Concurrent Worlds

We depend on version control, especially when we work on a code base that is managed by a team of people.

We need version control because of concurrency: we want team members to work on different parts of the source code, without blocking each other.

But concurrency comes at a price: we have to be more careful when committing concurrent work. With concurrency, we have to think about consensus and solving potential conflicts. Version control systems help us perform such difficult tasks.

But why don’t we exercise the same level of control over application state? Surely the same concurrency patterns apply when dealing with state.

Snapshots

Let’s draw a comparison between source code and application state. Is there a difference?

Sure there is:

Source code is text that is typically stored in a hierarchical filesystem in different files and directories.
Application state is typically a big pile of objects, with references to other (piles of) objects, stored in (volatile) computer memory.

Holistically however, there is no difference: both can be serialized into big blobs of digital data (also called snapshots or commits). GIT exactly follows this snapshot approach to version control.

Detail Level

But while GIT only stores commits at the ‘blob level’, the actual version control happens at the ‘bit level’.

It is amazing that, with only snapshots (and some simple bookkeeping) we can already answer so many detailed questions about our source code:

Are there any new files in a commit, compared to its previous (parent) commit?
Are there any conflicts between two commits?
What are the differences between the three versions of the same file? (three-way merge)
Who is the author of the commit?

Application State

Then what are the questions we would like to ask when dealing with application state?

Are there any new objects in this commit?
What objects changed between commits?
Are there any conflicts between objects?
Are there any data dependencies that would be violated when we merge two commits?

As it turns out, some of these questions cannot be answered with a simple snapshot model, so we need an alternative approach.

Manikin

Manikin is a framework that enables you to precisely control concurrent application state that goes beyond GIT’s capabilities.

I’ve been working on Manikin for over 3 years, but I have only recently started writing about the general design of Manikin to gather some feedback.

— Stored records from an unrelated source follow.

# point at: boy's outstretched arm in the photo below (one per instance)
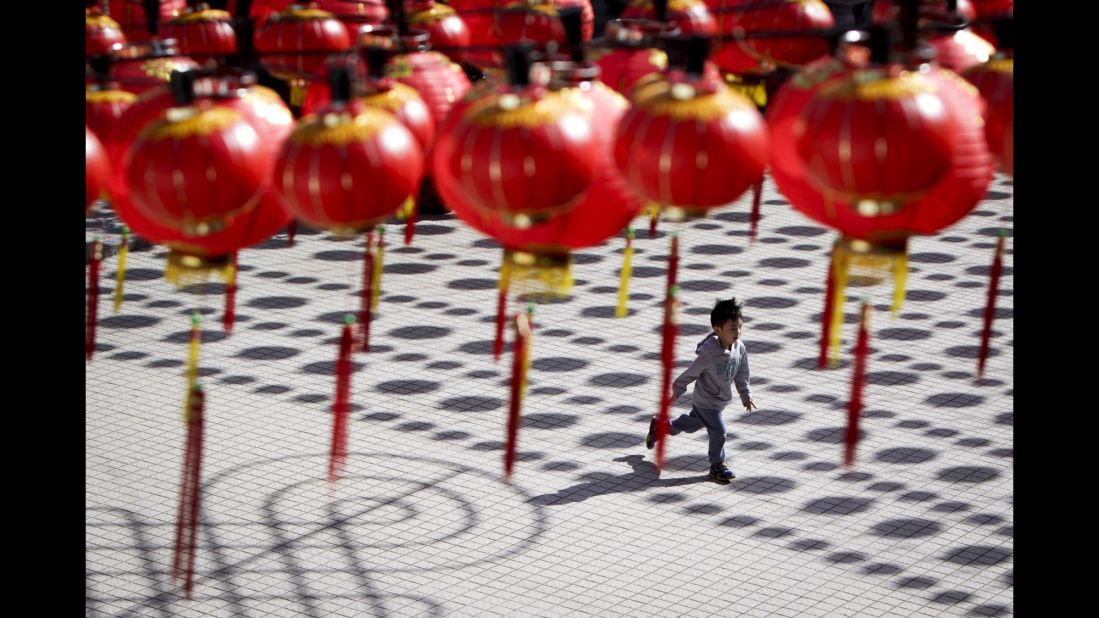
(742, 381)
(679, 386)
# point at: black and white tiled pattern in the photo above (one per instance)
(423, 525)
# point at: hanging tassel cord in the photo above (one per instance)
(367, 295)
(120, 276)
(412, 211)
(523, 327)
(668, 333)
(91, 312)
(826, 313)
(341, 407)
(501, 307)
(182, 566)
(229, 317)
(621, 310)
(756, 196)
(994, 286)
(378, 263)
(857, 383)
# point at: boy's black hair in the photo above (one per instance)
(725, 310)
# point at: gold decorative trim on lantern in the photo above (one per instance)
(297, 13)
(101, 21)
(436, 12)
(207, 14)
(93, 96)
(343, 128)
(184, 267)
(755, 91)
(392, 99)
(537, 276)
(508, 111)
(189, 122)
(161, 68)
(875, 86)
(669, 100)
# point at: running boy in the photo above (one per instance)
(722, 361)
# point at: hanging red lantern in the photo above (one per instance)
(293, 44)
(691, 15)
(888, 11)
(691, 143)
(633, 54)
(995, 79)
(100, 32)
(193, 255)
(97, 173)
(202, 32)
(197, 167)
(762, 55)
(347, 167)
(444, 25)
(133, 20)
(355, 13)
(604, 209)
(139, 66)
(103, 105)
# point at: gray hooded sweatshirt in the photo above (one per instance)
(715, 370)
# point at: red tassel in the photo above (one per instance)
(826, 313)
(667, 362)
(674, 262)
(364, 311)
(523, 328)
(341, 408)
(857, 381)
(187, 523)
(92, 309)
(756, 194)
(994, 285)
(410, 222)
(501, 307)
(229, 318)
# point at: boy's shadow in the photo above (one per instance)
(644, 476)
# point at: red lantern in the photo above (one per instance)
(606, 208)
(876, 140)
(139, 66)
(444, 25)
(295, 43)
(634, 55)
(347, 167)
(134, 22)
(762, 55)
(197, 167)
(691, 15)
(480, 18)
(523, 154)
(995, 79)
(691, 143)
(100, 32)
(103, 106)
(355, 13)
(97, 172)
(888, 11)
(202, 32)
(192, 253)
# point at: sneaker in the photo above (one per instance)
(721, 473)
(651, 437)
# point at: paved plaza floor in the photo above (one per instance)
(423, 523)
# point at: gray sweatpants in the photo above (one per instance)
(714, 426)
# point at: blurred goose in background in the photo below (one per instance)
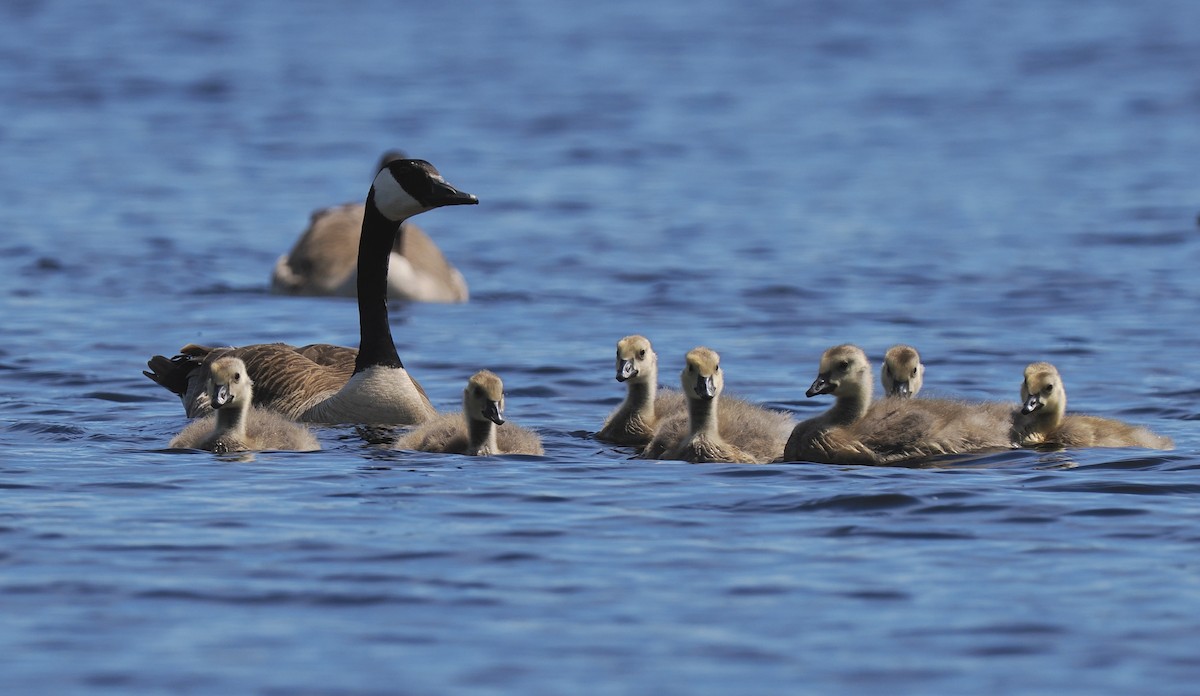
(323, 383)
(634, 421)
(237, 426)
(856, 431)
(745, 435)
(474, 431)
(903, 372)
(1043, 419)
(323, 259)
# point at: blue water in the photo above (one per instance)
(993, 183)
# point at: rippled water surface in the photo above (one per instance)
(995, 184)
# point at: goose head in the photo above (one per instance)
(636, 360)
(228, 382)
(701, 377)
(484, 397)
(1043, 389)
(844, 370)
(903, 372)
(406, 187)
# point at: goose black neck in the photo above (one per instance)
(376, 243)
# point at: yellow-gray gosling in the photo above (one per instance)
(903, 373)
(238, 426)
(747, 433)
(856, 431)
(479, 430)
(634, 421)
(1044, 420)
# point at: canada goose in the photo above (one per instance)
(634, 421)
(856, 431)
(323, 259)
(323, 383)
(1044, 420)
(748, 435)
(237, 425)
(903, 372)
(474, 431)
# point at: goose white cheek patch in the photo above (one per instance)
(393, 201)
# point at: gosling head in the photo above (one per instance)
(844, 369)
(903, 372)
(701, 377)
(636, 360)
(228, 382)
(1042, 389)
(484, 397)
(406, 187)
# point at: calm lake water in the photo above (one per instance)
(993, 183)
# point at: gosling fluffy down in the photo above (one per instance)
(1044, 420)
(856, 431)
(635, 420)
(903, 373)
(474, 431)
(715, 429)
(235, 425)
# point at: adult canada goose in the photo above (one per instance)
(323, 383)
(323, 259)
(237, 425)
(474, 431)
(1044, 420)
(856, 431)
(749, 435)
(634, 421)
(903, 372)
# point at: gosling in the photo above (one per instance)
(749, 435)
(1044, 421)
(235, 425)
(856, 431)
(473, 432)
(903, 372)
(634, 421)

So if you want to understand more about Manikin’s design, please read this first. (feedback would be much appreciated!)

In this installment I will go into more detail on how to manage concurrent state with Manikin.

Banking

Let’s start with a compelling example, which is an unrealistic banking application written in non-idiomatic Scala code:

class Account(var balance: Double = 0.0)

def transfer(from: Account, to: Account, amount: Double) = {
   if (amount <= 0.0)         sys.error("amount should be positive")
   if (from == to)            sys.error("same accounts")
   if (from.balance < amount) sys.error("not enough balance")
   
   from.balance -= amount
   to.balance   += amount
}

Banking is easy right? We have accounts with a balance, and we can transfer money between them.

But our example is already a source of many intricate concurrency bugs. (can you spot them?)

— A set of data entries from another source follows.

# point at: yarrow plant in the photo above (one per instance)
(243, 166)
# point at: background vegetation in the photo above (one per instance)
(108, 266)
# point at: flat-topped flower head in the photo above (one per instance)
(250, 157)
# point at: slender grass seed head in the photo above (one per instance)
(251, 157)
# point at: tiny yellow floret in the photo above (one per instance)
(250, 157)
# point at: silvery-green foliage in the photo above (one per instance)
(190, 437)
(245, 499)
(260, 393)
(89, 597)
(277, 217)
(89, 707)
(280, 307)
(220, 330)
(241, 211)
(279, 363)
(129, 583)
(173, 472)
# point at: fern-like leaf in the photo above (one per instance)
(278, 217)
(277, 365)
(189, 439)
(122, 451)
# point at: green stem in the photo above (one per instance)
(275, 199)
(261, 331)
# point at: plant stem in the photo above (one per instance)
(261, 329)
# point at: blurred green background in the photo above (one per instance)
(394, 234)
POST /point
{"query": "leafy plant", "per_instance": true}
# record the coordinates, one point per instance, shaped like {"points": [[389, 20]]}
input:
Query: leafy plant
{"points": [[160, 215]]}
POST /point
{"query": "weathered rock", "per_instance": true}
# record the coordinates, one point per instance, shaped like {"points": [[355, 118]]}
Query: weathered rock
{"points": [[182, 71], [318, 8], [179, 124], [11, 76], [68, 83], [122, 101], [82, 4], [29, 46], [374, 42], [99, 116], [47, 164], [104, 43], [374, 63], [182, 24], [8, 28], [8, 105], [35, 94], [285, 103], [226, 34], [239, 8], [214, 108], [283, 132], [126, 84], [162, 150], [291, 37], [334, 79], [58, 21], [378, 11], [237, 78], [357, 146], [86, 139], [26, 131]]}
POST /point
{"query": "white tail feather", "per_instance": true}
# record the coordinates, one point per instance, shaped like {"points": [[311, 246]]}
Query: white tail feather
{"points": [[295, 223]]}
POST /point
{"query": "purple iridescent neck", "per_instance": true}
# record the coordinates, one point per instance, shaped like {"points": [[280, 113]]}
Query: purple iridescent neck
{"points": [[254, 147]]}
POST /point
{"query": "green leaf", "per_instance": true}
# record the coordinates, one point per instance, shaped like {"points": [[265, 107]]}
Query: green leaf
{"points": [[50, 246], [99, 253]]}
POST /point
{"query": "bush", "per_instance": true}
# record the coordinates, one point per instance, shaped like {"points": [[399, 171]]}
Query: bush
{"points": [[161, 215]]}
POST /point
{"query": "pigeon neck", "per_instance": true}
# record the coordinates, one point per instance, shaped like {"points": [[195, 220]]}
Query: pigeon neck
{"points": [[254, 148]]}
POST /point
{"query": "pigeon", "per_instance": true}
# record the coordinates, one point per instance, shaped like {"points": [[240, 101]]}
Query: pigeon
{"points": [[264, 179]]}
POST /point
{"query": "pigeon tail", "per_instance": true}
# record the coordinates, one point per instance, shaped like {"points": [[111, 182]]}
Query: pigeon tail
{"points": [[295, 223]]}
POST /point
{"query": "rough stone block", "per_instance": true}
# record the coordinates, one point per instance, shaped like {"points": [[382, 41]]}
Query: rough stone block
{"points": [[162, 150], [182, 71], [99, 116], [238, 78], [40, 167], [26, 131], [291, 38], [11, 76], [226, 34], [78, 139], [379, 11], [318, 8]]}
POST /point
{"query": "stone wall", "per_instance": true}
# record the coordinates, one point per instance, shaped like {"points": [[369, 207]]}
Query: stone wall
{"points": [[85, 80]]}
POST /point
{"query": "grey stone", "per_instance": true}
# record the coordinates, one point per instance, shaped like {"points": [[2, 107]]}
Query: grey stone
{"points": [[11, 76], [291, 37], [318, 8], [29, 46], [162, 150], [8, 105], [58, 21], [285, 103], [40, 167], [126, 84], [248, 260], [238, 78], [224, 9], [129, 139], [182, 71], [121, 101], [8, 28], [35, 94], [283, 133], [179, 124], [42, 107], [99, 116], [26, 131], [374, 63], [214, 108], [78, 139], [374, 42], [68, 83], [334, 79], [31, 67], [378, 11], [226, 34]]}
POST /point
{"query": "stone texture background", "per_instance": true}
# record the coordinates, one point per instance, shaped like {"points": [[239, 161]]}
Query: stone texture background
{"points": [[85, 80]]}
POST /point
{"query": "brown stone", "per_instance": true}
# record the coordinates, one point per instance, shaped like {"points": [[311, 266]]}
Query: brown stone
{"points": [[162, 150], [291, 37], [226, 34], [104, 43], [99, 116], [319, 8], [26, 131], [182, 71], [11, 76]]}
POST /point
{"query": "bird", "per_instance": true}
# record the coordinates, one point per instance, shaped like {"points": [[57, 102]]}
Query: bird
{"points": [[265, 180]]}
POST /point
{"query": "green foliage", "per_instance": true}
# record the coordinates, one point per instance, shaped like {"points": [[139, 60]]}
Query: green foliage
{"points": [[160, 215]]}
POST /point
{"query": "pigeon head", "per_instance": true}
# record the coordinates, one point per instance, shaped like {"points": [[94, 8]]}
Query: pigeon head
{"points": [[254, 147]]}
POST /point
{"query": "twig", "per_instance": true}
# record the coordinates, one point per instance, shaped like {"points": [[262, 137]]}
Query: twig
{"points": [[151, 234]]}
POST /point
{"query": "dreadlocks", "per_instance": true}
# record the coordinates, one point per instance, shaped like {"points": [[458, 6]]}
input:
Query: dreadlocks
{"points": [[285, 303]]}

Not surprisingly, this example pops up in many textbooks that discuss concurrency. It demonstrates interesting concurrency problems that may not be immediately obvious.

Of course, the biggest source of bugs is when concurrent processes mutate data in-place without any coordination. Installing locks is one way to combat such bugs, but locks also severely impacts performance: processes will start blocking each other in their attempt to acquire the same locks.

Databases

Another option is the Multi Version Concurrency Control (MVCC) approach that is taken by many modern databases such as Postgres and Oracle. The MVCC model is very similar to GIT’s snapshot model, but not exactly.

And with databases, there is also a wide range of concurrency trade-offs to consider: do we want Serializable Snapshot Isolation (slower, but correct), or are we OK with just Snapshot Isolation (faster, but with caveats). Manikin gives you all the options that databases give you, but than on the application level.

Rewrite

Let’s rewrite our example in the Manikin style, starting with accounts:

case class Account(balance: Double = 0.0)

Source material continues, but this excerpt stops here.